My mom’s birthday is Sunday. She has lung cancer. They stopped treatment a week and a half ago. There is no way to beat it.
She was diagnosed in April, the first rounds of radiation and chemo seemed to go so well; she was doing so well this summer, even got her down to the beach this summer where she watched, eagle-eyed, from shore as my siblings and I swam in the ocean, a habit she took up thirty-some years ago.
Then in September came the headaches. Bad headaches. An MRI followed, showing a tumor just behind her eye. The cancer in her lungs was shrinking, but sending out it’s minions. The tumor was removed successfully, she bounced back amazingly well from surgery, only to find another tumor in her neck, in a lymph node. Full brain radiation seemed to shrink that tumor, and a clean MRI followed, but for whatever reason, she went down hill. Fast. Out of control. There’s nothing we can do.
They say she has “a few weeks, a few months” to live. She’s only 64. Well, she will be 64 on Sunday.
And if that weren’t fucking heart-breaking enough for you, my father has Parkinson’s disease. Diagnosed with it about 30 years ago, when my mom was pregnant with me. He’s 66. We had to put him in a home in April, when it was clear Mom could no longer care for him, that his dementia was too much for any of us to deal with. I never thought he would out-live Mom.
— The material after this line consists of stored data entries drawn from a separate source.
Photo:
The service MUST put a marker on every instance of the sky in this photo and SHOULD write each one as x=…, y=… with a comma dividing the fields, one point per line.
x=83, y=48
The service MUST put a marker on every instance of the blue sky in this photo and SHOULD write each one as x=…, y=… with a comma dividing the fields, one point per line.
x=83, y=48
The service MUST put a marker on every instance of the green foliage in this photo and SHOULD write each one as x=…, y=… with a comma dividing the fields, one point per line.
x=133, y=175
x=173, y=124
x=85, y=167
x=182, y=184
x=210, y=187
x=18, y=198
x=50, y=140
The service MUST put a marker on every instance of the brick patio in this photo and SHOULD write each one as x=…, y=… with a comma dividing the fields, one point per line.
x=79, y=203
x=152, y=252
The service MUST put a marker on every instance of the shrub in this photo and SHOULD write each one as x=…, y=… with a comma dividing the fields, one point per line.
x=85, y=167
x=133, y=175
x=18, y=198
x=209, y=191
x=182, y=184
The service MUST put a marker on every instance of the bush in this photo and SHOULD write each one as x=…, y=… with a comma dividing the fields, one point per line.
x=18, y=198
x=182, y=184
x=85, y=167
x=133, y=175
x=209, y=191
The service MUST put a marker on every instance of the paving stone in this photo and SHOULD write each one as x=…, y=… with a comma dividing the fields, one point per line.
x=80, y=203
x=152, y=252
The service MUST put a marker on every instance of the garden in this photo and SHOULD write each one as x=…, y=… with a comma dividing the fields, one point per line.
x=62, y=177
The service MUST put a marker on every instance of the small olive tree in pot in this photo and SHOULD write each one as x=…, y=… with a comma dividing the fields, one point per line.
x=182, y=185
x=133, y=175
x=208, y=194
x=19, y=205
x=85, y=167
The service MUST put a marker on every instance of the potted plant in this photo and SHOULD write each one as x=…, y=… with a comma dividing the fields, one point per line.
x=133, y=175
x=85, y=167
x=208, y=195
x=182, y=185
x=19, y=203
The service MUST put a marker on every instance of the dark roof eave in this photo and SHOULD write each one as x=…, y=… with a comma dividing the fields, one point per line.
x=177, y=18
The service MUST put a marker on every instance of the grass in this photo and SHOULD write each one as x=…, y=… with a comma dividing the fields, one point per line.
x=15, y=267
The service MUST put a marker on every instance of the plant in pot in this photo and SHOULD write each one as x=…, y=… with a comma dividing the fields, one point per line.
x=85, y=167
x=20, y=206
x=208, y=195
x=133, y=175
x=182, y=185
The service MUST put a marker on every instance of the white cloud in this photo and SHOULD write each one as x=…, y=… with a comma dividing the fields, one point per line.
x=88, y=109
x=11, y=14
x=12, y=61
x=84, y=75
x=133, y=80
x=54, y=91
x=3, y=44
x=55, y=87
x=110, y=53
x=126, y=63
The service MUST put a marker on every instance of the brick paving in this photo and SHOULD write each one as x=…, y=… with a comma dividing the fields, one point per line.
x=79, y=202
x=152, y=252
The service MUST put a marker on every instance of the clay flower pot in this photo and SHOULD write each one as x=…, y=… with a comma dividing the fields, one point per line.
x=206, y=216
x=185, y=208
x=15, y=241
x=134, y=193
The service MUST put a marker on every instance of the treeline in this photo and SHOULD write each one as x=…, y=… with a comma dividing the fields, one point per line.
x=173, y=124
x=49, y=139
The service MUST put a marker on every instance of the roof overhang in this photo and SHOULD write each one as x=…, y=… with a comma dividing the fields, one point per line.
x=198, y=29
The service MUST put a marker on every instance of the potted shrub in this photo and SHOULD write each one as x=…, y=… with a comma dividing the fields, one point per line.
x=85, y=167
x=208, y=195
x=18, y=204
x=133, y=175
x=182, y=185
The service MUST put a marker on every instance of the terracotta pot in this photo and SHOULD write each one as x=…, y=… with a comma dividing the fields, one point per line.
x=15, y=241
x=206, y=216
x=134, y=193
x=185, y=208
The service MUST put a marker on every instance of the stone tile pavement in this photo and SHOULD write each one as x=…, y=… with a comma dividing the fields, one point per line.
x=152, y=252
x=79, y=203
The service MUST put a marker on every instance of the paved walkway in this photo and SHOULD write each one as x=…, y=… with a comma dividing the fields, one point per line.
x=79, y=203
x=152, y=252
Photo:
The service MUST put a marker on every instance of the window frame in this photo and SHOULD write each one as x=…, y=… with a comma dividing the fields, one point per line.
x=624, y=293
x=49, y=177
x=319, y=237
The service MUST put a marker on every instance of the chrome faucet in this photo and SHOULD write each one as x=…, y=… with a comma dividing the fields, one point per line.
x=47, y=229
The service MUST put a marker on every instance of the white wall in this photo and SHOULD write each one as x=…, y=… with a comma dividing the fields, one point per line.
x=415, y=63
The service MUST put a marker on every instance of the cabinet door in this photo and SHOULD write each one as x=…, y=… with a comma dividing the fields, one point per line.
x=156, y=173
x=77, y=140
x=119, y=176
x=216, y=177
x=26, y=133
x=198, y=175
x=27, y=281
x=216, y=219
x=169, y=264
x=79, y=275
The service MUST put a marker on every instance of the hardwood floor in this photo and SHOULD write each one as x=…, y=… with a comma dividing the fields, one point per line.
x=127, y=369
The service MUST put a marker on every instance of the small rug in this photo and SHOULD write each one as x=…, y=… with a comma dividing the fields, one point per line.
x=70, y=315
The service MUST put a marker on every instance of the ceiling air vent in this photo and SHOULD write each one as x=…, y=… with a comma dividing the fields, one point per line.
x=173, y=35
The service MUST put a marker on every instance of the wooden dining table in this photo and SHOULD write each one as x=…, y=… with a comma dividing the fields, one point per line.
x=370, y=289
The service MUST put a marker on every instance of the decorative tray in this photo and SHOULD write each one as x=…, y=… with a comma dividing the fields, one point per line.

So, anyway, earlier today, after my husband left (he works out of state during the week; two academics should never get married), I decided I needed to get out of the apartment, and I walked over to Target. I like Target because it’s so big and impersonal. I can walk around aimlessly, looking lost, and no one will ask if I need help. It’s a great place to be alone in public. And among the random things I thought I’d pick up was a gift for Mom.
But what the fuck do you get for someone who may not even live to receive the gift? What do you get that shows them how much you love them and how much you wish things were different? What do you get that hides all the regrets and fears, that is hopeful but not delusional? And do you have any idea how many birthday cards talk about the future, about all the birthdays yet to come? And do you know how embarrassing it is to start crying at card display in a Target?
I thought about a warm hat (because all her hair is gone) or slippers (for when she gets into her wheel chair) or a nice blanket (for when she can’t get out of bed), but all those things just screamed cancer patient. She’s too tired and weak to read or watch movies or knit. I wandered and thought; nothing came to me but tears.
So I got her some chocolate and pretty but impersonal card.